このように、SP-15 KABS-016Aは「ワイヤレスと有線の両対応」「声を聞きやすくする機能」「充電式の手軽さ」「多用途性」といった複数の要素をバランスよく備えた製品です。
ステレオの音質を最重視する場合は他の選択肢も検討の価値がありますが、「テレビの声を手軽に、家族に気をつかわず聞きたい」というニーズには、しっかり応えてくれる一台といえます。
まとめ
リモコンの「+」ボタンに、もう手を伸ばさなくていい暮らし。
それが、このスピーカー一台で手に入ります。
「ワイヤレススピーカー SP-15 KABS-016A」は、テレビの音量を上げずに手元で声をはっきり届けてくれる、思いやりの詰まった製品です。

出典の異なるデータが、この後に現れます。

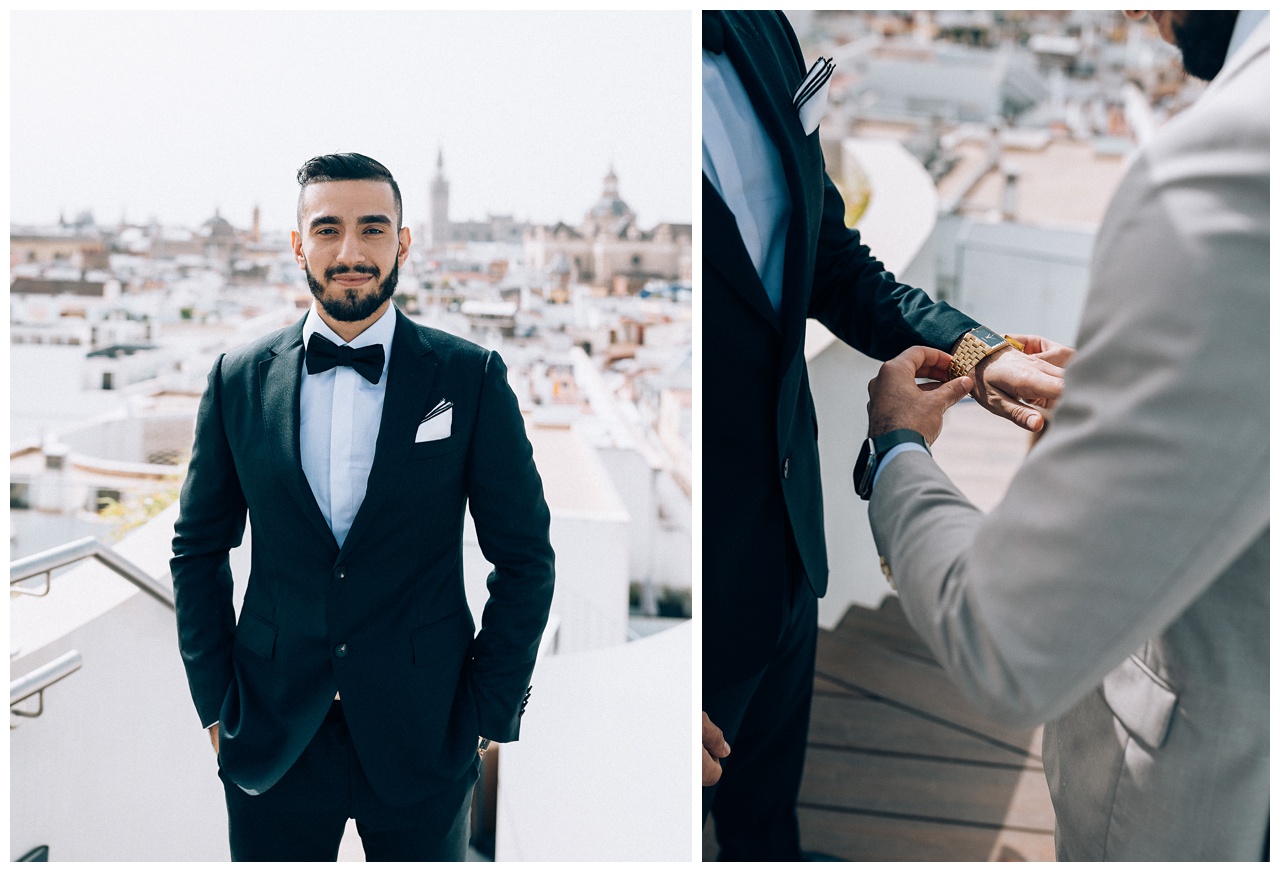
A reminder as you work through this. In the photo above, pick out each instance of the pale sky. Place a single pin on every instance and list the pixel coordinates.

『はっきり音声』機能で台詞が聞き取りやすくなり、子どもの寝かしつけ中も、夜遅くの一人時間も、誰にも気がねなく楽しめます。
ワイヤレスと有線の両対応、充電式の手軽さ、スマートフォンの音楽まで再生できる汎用性。
どれも「100人に1人に深く刺さる」ものづくりを掲げる「LITHON」らしい、痒いところに手が届く設計です。
冒頭でお伝えした「その音量、本当にあなたのためですか」という問いを、もう一度思い出してみてください。
大きすぎる音は、もしかすると家族の我慢の上に成り立っていたのかもしれません。
このスピーカーは、その我慢をそっと肩代わりしてくれる存在です。
東大阪から生まれた小さな一台が、あなたの家の夜を少しだけ穏やかにしてくれることを願っています。